Though different in detail, the MC68881 and SANE packages are both
implementations of the IEEE Standard 754. Following are the range and
precision of the data types supported by SANE:
Single Double Comp Extended
------ ------ ---- --------
Size (bytes:bits) 4:32 8:64 8:64 10:80
Range of binary exponents
Minimum -126 -1022 - -16383
Maximum 127 1023 - 16383
Significand precision
Bits 24 53 63 64
Decimal digits 7-8 15-16 18-19 19-20
Decimal range approximate
Maximum positive 3.4E+38 1.7E+308 9.2E18 1.1E+4932
Minimum positive norm 1.2E-38 2.3E+308 1.7E-4932
Minimum positive denorm 1.5E-45 5.0E-324 1.9E-4951
Maximum negative denorm -1.5E-45 -5.0E-324 -1.9E-4951
Maximum negative norm -1.2E-38 -2.3E-308 -1.7E-4932
Minimum negative -3.4E+38 -1.7E+308 -9.2E18 -1.1E+4932
If the compiler is making direct calls to the MC68881, accuracy may suffer in
some situations. For elemental functions, both SANE and the MC68881 have
errors in the least-significant bits of the fraction part of extended-format
results, but SANE's errors rarely exceed the last bit, whereas the MC68881
errors may extend to as many as the last five bits. The MC68881 is much more
likely to return an error in a double-precision result than SANE is.

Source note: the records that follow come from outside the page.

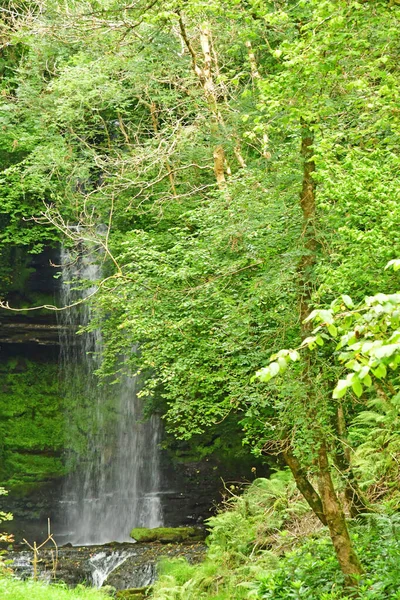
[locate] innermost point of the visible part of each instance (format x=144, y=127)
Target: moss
x=167, y=535
x=132, y=593
x=31, y=422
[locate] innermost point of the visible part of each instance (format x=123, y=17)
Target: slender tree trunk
x=332, y=510
x=354, y=496
x=304, y=485
x=346, y=555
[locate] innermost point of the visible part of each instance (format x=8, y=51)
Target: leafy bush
x=13, y=589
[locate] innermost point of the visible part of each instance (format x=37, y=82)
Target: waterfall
x=112, y=453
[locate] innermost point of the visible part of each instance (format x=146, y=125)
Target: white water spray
x=115, y=481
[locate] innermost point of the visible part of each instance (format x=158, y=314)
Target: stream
x=122, y=566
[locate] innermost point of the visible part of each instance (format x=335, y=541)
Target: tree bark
x=332, y=510
x=353, y=494
x=347, y=557
x=304, y=486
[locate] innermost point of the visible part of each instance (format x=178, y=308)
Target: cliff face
x=33, y=428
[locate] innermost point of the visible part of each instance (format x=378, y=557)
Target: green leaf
x=357, y=387
x=341, y=388
x=332, y=330
x=380, y=371
x=274, y=369
x=348, y=301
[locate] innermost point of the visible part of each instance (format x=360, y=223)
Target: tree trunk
x=354, y=497
x=304, y=486
x=332, y=510
x=348, y=559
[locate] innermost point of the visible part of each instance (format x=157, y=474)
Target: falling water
x=113, y=454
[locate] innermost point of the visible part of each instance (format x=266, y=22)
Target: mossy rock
x=132, y=594
x=167, y=535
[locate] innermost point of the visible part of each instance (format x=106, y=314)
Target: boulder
x=168, y=535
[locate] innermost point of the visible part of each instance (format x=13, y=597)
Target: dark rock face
x=32, y=429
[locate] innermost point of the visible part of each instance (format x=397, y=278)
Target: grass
x=13, y=589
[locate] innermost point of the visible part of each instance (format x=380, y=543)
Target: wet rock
x=132, y=593
x=167, y=535
x=122, y=566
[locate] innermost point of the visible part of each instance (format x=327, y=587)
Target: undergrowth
x=14, y=589
x=265, y=544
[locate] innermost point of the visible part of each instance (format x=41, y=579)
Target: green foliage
x=13, y=589
x=238, y=566
x=32, y=421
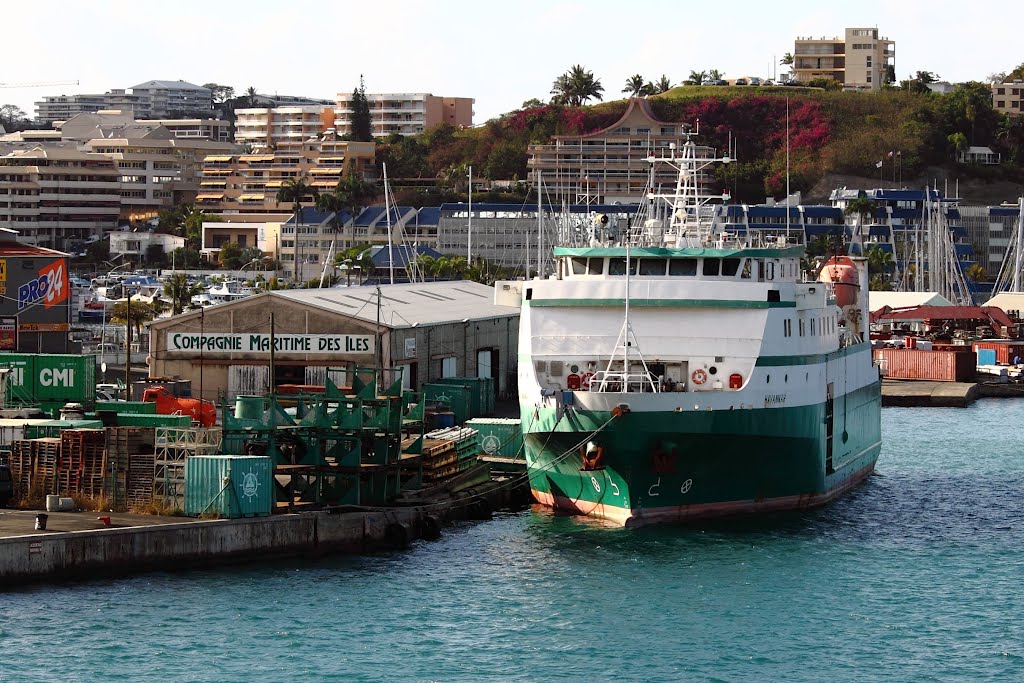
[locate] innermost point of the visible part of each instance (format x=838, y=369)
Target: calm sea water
x=916, y=575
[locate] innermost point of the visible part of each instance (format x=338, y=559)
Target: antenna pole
x=387, y=211
x=469, y=223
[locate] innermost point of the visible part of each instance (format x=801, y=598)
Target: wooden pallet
x=141, y=471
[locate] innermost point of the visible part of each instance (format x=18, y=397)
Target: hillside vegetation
x=830, y=132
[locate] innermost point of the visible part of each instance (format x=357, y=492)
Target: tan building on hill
x=609, y=165
x=1009, y=97
x=859, y=60
x=249, y=182
x=406, y=114
x=268, y=127
x=57, y=195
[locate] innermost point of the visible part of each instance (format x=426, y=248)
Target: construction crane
x=37, y=85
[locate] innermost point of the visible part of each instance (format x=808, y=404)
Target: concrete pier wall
x=178, y=546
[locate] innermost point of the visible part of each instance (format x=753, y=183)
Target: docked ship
x=671, y=369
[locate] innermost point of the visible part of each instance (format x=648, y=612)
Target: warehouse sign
x=259, y=343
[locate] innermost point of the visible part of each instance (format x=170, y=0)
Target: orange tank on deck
x=842, y=272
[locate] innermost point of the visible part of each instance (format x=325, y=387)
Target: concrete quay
x=925, y=393
x=76, y=545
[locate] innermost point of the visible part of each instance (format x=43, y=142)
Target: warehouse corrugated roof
x=406, y=305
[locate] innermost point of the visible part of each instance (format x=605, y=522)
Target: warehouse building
x=431, y=330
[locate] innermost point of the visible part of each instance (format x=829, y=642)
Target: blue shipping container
x=228, y=486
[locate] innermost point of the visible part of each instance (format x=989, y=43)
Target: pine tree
x=361, y=129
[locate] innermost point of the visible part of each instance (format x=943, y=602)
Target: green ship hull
x=639, y=468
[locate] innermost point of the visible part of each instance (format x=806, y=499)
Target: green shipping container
x=65, y=378
x=458, y=398
x=22, y=382
x=482, y=389
x=499, y=436
x=228, y=486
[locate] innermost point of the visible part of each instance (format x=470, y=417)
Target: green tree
x=506, y=161
x=179, y=291
x=11, y=117
x=295, y=191
x=221, y=93
x=977, y=272
x=635, y=85
x=186, y=257
x=879, y=260
x=141, y=312
x=576, y=87
x=230, y=256
x=861, y=207
x=361, y=122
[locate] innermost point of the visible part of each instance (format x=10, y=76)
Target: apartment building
x=268, y=127
x=153, y=99
x=859, y=60
x=56, y=196
x=1009, y=97
x=404, y=114
x=609, y=165
x=249, y=182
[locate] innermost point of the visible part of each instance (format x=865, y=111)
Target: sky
x=499, y=53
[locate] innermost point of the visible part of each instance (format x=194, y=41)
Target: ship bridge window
x=652, y=266
x=683, y=266
x=616, y=266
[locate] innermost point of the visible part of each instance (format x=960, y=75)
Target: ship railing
x=617, y=382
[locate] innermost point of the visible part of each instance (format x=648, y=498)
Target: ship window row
x=818, y=327
x=676, y=267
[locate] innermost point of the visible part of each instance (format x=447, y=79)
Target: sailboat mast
x=387, y=212
x=626, y=325
x=1018, y=247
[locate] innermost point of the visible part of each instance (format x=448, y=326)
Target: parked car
x=6, y=485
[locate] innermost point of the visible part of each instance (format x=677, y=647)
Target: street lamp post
x=102, y=330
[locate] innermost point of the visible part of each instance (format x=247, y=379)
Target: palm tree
x=295, y=190
x=634, y=85
x=180, y=292
x=576, y=87
x=141, y=313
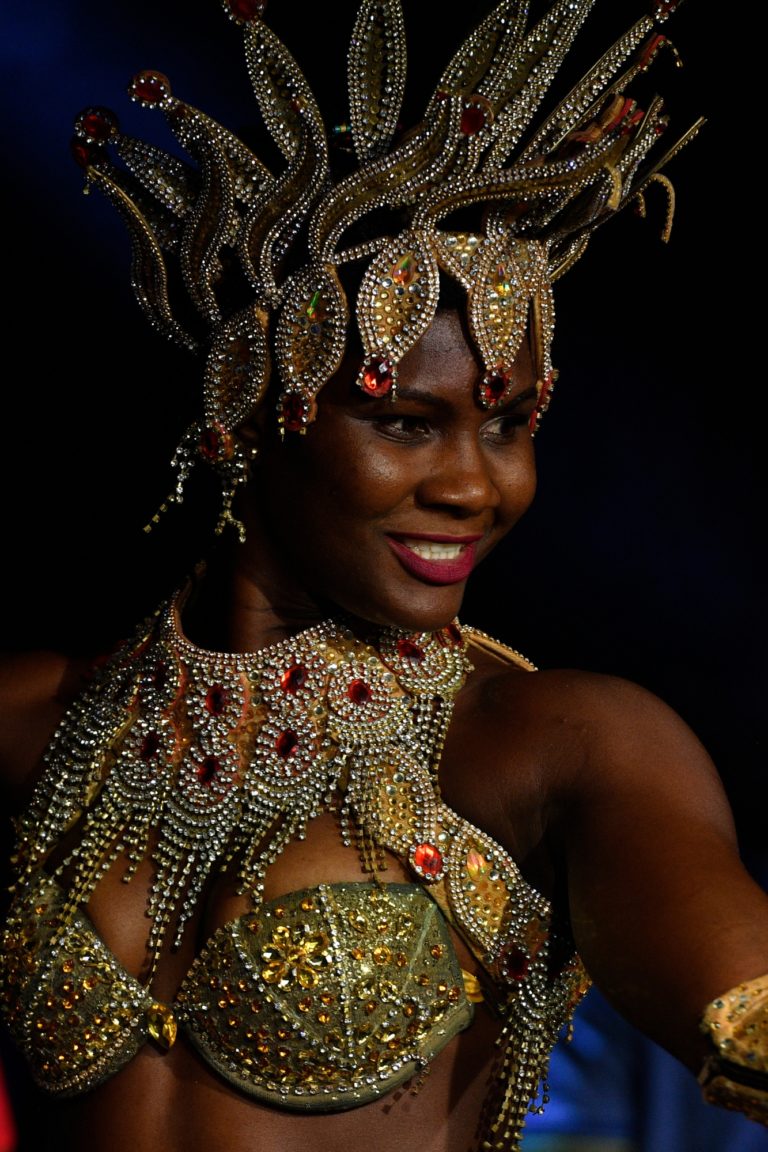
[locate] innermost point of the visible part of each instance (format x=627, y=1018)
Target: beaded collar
x=204, y=760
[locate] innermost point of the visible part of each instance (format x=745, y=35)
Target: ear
x=255, y=430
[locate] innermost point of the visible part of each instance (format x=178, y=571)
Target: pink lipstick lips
x=436, y=559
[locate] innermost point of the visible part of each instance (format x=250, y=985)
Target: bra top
x=322, y=999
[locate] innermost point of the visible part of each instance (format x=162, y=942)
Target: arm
x=666, y=916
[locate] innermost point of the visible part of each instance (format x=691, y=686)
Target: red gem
x=246, y=9
x=294, y=679
x=409, y=650
x=378, y=377
x=473, y=119
x=427, y=859
x=493, y=387
x=217, y=699
x=514, y=963
x=98, y=124
x=359, y=692
x=150, y=745
x=455, y=634
x=150, y=88
x=217, y=444
x=294, y=412
x=208, y=770
x=286, y=743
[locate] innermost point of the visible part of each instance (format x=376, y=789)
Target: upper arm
x=663, y=911
x=35, y=690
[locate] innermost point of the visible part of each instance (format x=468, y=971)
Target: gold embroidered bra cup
x=265, y=258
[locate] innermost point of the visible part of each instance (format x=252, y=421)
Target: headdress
x=265, y=258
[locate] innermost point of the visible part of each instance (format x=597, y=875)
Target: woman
x=305, y=862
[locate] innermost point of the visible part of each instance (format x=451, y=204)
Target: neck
x=236, y=607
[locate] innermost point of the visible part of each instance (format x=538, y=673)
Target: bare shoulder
x=577, y=744
x=36, y=688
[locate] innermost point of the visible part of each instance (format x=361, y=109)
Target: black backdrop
x=641, y=554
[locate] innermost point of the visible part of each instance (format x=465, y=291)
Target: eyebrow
x=428, y=398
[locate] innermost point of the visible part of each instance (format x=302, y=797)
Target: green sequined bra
x=326, y=998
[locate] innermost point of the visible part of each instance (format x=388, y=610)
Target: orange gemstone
x=207, y=771
x=493, y=387
x=427, y=859
x=150, y=88
x=378, y=377
x=409, y=650
x=359, y=692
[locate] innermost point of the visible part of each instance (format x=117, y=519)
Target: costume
x=226, y=759
x=355, y=233
x=207, y=762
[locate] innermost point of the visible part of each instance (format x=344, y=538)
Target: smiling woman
x=386, y=506
x=305, y=859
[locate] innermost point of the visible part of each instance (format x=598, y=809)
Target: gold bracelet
x=736, y=1075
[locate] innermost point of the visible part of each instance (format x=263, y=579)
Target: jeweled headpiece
x=266, y=259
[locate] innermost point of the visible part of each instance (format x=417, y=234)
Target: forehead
x=443, y=362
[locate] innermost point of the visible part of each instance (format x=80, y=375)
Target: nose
x=462, y=478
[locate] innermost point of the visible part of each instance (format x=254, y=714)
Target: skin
x=600, y=791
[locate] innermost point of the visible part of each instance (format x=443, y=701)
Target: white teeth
x=431, y=550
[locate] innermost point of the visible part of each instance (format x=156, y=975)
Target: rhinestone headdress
x=266, y=259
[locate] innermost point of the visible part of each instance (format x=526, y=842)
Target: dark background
x=641, y=555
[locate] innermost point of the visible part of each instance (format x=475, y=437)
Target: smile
x=435, y=561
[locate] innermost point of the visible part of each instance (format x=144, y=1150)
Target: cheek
x=517, y=486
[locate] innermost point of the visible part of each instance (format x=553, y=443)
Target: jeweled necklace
x=204, y=760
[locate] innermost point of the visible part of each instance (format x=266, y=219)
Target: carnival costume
x=203, y=762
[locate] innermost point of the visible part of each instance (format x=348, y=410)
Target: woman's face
x=383, y=508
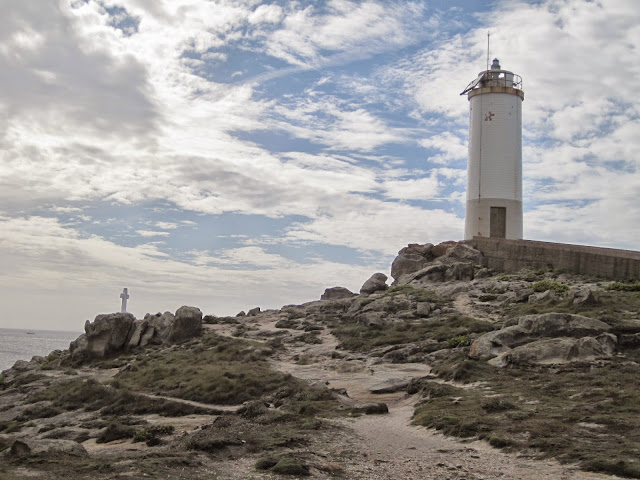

Due to the architecture of the Macintosh, and how SANE is implemented on the
Macintosh, the extended-precision number format not only provides the most
accuracy, but also provides better performance than the computational or
double-number formats. The Macintosh converts double and computational numbers
into extended number before using them, and thus takes more time than just
using the extended-number format.
Single precision provides the most speed, but is hardly ever used because most
high-level language compilers today generate code using the extended number
format. You can use the single number format, but the code probably
would have to be written in assembly language.
For more complete and detailed information, we suggest the "Apple Numerics
Manual, Second Edition" from Addison-Wesley.